First published in Crime News The Northern Echo: Photograph of the Author by , Health & Education Editor

MENTAL health nurses are to be posted in North-East police stations and courts in a bid to reduce re-offending by mentally ill criminals.

The move is part of a £25m pilot scheme, which is to be tested in ten areas across England, including Middlesbrough and Sunderland.

It followed a successful joint bid for funding by the Tees, Esk, Wear Valleys NHS Trust and the Northumberland, Tyne and Wear NHS Trust.

Care and Support Minister, Norman Lamb, said the scheme will mean that people with mental health problems are treated as early as possible.

“Identifying people with mental health needs who come into contact with the criminal justice system at the earliest possible stage will help to divert them away from offending again,” Mr Lamb said.

He said that too often criminals with mental health problems, learning difficulties or substance misuse issues are only diagnosed once they reach prison.

The majority of people who end up in prison have a mental health problem, a substance misuse problem or a learning disability, and one in four has a severe mental health illness.

Mentally ill people, as well as those with substance abuse problems and learning disabilities, will be assessed when they come into contact with police.

The information will be shared with officers and the courts system to ensure charging and sentencing decisions take into consideration a person’s health needs.

It will also mean treatment is given sooner which will help stop reoffending, she added.

Street triage teams of mental health nurses are also being tested in North Yorkshire and a number of other police forces.

As well as supporting police on patrol, the mental health nurses also assist officers when they are responding to emergency calls and give advice to staff.

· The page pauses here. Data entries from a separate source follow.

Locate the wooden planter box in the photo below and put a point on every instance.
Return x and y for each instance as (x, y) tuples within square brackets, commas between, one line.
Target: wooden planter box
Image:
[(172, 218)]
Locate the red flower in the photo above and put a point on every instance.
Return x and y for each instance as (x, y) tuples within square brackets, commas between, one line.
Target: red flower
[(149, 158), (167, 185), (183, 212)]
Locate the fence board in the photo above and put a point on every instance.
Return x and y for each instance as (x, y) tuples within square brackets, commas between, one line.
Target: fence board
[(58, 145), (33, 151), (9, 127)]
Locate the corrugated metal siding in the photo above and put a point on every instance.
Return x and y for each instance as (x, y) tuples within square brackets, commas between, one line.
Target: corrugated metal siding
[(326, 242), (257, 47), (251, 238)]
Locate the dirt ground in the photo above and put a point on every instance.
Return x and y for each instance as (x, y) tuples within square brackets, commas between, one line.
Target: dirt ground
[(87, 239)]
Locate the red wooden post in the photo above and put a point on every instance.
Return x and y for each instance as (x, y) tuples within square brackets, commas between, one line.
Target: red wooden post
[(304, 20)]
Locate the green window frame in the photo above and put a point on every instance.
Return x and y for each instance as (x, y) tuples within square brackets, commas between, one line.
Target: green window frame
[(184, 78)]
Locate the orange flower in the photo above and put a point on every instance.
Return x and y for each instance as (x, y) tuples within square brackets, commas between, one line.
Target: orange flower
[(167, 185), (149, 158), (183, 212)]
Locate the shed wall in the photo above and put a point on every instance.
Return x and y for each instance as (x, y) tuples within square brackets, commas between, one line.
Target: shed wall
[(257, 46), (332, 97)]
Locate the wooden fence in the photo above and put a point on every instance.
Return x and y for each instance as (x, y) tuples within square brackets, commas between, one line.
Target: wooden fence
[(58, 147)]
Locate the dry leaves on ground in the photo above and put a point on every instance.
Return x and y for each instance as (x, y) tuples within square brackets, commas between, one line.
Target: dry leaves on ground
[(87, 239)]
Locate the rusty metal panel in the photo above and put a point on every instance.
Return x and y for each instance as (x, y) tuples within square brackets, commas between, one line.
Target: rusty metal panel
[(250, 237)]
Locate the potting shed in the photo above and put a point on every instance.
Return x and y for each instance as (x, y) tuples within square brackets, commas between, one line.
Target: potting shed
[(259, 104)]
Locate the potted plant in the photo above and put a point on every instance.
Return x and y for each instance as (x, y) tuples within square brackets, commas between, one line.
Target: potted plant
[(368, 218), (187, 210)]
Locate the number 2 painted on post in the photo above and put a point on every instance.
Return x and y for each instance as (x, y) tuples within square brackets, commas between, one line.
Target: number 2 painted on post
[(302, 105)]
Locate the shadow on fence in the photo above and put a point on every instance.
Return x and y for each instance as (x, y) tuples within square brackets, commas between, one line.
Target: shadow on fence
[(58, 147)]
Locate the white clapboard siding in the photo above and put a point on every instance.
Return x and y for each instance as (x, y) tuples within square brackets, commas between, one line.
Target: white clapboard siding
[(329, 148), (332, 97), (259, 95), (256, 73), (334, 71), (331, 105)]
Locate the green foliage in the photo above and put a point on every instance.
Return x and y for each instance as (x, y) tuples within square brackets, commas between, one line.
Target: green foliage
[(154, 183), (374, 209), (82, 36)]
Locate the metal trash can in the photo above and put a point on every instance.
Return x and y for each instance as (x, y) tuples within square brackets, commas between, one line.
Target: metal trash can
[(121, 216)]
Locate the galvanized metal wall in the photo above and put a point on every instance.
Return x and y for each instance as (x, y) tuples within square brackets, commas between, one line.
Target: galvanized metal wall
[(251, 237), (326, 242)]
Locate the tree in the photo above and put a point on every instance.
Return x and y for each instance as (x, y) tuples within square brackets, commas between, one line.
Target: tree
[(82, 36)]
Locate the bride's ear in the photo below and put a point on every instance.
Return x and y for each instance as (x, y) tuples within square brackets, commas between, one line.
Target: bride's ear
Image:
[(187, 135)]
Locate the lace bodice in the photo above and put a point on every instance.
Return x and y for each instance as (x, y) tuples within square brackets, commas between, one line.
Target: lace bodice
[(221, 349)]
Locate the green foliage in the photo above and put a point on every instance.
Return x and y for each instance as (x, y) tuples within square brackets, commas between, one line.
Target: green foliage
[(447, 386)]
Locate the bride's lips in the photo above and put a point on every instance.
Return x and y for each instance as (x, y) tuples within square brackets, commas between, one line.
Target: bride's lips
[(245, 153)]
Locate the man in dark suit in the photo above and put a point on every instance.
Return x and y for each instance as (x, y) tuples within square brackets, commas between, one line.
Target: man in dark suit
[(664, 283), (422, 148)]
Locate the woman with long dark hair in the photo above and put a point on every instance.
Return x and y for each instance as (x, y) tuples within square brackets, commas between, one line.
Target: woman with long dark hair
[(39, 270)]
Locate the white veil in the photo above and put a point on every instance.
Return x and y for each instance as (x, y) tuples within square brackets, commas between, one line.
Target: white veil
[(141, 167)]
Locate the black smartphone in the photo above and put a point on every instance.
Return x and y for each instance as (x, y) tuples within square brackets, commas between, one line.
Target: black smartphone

The pilot mimics a successful scheme, operating in Cleveland, which led to a sharp reduction in the number of people detained under mental health legislation.

Barry Coppinger, police and crime commissioner for Cleveland, said: “I welcome the announcement of increased funding to the area. We have an excellent track record in Cleveland of supporting those with diagnosed and undiagnosed mental health issues who come into police contact.

“The Street Triage scheme alongside Tees and Esk Wear Valley NHS Trust in Cleveland has been heralded nationally as best practice.

"Cleveland has also gone one step further with an officer seconded to the Forensic Mental Health service to provide knowledge and partnership working.”